Applications of Parallel Computers
Intro to Message Passing
Prof David Bindel
Please click the play button below.
Plan for this week
This week: distributed memory
HW issues (topologies, cost models)
Message-passing concepts and MPI
Some simple examples
Next week: shared memory (and PGAS?)
The plan this week is to talk about message passing generally in
this deck, and how it is supported in hardware. Then we'll talk
a little bit about MPI programming in the next deck. Then we'll
talk next week about shared memory programming in OpenMP.
I know I said this last week, but I think there's some
pedagogical value to thinking about the message passing style of
programming before thinking about shared memory. That's because
the types of things you have to think about to get
high-performance shared memory codes are often the same types of
things you have to think through to get high-performance message
passing codes. It's just that with MPI, you're forced into it
in a way that you aren't always with OpenMP.

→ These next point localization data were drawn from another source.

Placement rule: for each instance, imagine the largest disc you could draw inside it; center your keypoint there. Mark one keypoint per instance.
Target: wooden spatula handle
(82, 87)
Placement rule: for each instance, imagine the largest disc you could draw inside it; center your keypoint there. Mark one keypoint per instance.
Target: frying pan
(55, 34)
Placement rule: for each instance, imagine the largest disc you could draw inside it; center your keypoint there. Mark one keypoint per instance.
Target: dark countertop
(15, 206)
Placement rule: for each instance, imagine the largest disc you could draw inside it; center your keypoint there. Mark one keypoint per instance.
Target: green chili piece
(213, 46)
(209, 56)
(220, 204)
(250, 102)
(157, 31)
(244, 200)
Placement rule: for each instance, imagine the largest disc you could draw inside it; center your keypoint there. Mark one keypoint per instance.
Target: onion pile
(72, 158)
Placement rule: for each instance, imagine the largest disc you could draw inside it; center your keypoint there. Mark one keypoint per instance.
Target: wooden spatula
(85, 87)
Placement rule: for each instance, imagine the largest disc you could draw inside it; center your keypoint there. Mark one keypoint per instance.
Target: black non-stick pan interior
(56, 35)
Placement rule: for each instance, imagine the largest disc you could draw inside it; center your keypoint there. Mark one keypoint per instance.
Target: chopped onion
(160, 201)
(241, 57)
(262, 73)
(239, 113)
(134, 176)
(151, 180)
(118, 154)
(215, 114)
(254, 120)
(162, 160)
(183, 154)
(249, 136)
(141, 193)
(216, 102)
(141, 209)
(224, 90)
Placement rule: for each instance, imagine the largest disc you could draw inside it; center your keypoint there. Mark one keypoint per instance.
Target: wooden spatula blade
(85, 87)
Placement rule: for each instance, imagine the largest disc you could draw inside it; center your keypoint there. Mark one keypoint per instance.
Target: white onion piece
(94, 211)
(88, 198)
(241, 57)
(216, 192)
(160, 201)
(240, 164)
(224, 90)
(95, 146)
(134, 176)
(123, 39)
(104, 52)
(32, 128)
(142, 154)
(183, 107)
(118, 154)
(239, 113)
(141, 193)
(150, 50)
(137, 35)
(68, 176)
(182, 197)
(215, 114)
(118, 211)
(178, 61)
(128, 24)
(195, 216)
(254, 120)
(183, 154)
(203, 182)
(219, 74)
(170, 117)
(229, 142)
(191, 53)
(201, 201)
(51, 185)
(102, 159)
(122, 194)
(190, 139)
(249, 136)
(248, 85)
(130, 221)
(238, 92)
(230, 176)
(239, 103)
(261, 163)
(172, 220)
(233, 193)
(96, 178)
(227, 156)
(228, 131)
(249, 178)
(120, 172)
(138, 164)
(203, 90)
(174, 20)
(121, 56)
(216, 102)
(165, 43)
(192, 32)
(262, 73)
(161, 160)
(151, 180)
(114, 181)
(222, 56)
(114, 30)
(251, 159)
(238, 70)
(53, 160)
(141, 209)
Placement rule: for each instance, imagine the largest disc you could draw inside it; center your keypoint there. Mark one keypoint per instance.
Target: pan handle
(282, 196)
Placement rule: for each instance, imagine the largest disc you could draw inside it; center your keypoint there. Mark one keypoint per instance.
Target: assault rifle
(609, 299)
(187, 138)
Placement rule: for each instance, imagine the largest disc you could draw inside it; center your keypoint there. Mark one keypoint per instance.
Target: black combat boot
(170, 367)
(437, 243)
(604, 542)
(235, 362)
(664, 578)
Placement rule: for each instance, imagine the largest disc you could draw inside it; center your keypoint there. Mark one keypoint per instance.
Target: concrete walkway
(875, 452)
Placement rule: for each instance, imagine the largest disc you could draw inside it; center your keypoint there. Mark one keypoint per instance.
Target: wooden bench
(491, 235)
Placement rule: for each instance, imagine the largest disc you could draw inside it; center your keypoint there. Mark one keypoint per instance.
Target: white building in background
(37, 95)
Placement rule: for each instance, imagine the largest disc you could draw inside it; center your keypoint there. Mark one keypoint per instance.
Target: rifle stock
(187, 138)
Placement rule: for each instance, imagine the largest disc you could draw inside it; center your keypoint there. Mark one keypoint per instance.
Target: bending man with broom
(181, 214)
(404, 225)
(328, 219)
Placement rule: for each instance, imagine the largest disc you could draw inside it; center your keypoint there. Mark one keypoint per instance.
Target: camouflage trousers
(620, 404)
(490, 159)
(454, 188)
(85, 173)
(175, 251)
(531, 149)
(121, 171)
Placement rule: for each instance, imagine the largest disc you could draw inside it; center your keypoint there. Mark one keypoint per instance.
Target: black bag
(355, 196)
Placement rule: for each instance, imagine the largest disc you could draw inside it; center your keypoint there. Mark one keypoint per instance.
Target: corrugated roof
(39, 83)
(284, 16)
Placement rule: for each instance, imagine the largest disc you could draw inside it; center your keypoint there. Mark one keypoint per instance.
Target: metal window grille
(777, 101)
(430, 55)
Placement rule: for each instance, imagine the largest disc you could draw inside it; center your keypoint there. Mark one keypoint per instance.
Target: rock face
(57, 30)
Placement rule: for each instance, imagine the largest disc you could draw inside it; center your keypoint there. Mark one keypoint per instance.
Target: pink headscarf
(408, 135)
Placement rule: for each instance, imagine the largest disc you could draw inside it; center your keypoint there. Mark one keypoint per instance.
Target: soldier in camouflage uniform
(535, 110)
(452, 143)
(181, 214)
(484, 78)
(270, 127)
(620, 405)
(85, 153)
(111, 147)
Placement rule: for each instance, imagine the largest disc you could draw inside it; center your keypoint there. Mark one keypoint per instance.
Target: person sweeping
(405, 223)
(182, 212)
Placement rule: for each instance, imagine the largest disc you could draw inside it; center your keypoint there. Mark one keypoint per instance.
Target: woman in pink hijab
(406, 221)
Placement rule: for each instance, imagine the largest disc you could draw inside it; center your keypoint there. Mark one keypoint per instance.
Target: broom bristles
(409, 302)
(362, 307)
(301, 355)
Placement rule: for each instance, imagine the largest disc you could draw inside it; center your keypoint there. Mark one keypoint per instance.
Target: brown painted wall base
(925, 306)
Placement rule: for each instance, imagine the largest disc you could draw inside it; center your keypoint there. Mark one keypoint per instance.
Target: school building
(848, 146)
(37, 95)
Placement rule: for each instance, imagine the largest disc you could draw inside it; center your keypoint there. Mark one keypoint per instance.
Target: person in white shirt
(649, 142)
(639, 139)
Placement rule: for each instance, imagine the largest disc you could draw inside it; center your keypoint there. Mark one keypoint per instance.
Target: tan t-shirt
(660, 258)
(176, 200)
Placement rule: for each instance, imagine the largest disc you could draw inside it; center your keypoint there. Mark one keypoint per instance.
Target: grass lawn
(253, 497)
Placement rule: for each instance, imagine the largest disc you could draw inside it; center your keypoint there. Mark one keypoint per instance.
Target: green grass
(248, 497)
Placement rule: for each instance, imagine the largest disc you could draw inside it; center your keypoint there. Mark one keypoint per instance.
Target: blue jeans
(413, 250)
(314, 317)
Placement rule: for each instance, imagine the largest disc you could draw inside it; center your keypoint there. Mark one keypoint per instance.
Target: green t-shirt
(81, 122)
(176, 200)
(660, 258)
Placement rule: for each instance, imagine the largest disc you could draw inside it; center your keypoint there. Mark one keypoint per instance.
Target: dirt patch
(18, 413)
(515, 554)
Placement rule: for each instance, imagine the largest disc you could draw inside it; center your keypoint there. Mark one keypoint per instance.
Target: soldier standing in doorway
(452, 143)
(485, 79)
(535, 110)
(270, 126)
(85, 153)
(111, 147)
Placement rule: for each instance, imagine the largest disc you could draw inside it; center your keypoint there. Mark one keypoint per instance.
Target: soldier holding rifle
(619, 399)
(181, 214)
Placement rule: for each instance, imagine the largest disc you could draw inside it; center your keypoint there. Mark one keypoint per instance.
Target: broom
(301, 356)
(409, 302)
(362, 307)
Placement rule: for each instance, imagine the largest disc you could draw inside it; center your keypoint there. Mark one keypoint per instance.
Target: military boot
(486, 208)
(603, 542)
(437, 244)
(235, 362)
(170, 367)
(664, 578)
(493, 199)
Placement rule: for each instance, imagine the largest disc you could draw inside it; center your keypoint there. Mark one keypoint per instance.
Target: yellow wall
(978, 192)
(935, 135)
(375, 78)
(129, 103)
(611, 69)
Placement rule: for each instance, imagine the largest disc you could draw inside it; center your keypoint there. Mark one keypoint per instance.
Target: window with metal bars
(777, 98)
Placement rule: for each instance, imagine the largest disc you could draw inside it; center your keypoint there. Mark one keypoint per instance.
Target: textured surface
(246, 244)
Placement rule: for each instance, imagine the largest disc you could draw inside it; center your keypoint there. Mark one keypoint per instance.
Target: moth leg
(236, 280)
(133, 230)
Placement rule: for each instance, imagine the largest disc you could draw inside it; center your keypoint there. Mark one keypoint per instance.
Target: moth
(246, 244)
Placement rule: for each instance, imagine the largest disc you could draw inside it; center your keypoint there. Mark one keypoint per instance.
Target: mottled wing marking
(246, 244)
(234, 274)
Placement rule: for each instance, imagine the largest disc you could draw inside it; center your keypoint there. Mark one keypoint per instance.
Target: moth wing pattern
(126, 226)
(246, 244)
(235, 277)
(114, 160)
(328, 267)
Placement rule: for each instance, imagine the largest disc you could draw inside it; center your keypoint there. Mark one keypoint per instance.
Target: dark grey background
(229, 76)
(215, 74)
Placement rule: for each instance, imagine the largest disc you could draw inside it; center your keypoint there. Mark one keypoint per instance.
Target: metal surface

There are other types of programming models out there, too,
things that sit somewhere between traditional message-passing
and traditional shared memory. For that matter, MPI sometimes
sits somewhere between those two traditions, thanks to the
features in MPI-3! Anyhow, I hope to do something with one of
the Parallel Global Address Space (PGAS) languages or libraries,
too.
But for today: message passing!
Basic questions
How much does a message cost?
Latency : time to get between processors
Bandwidth : data transferred per unit time
How does contention affect communication?
This is a combined hardware-software question!
We want to understand just enough for reasonable modeling.
One of the basic questions in designing message-passing code for
performance is how much a message will cost. Remember, the time
for a message in isolation is a latency cost (time to get out of
the caller, through the processors, and to the other system)
together with a bandwidth cost (time per byte during the
transfer). So we need to understand enough about the network to
get a sense for how to think about these two terms.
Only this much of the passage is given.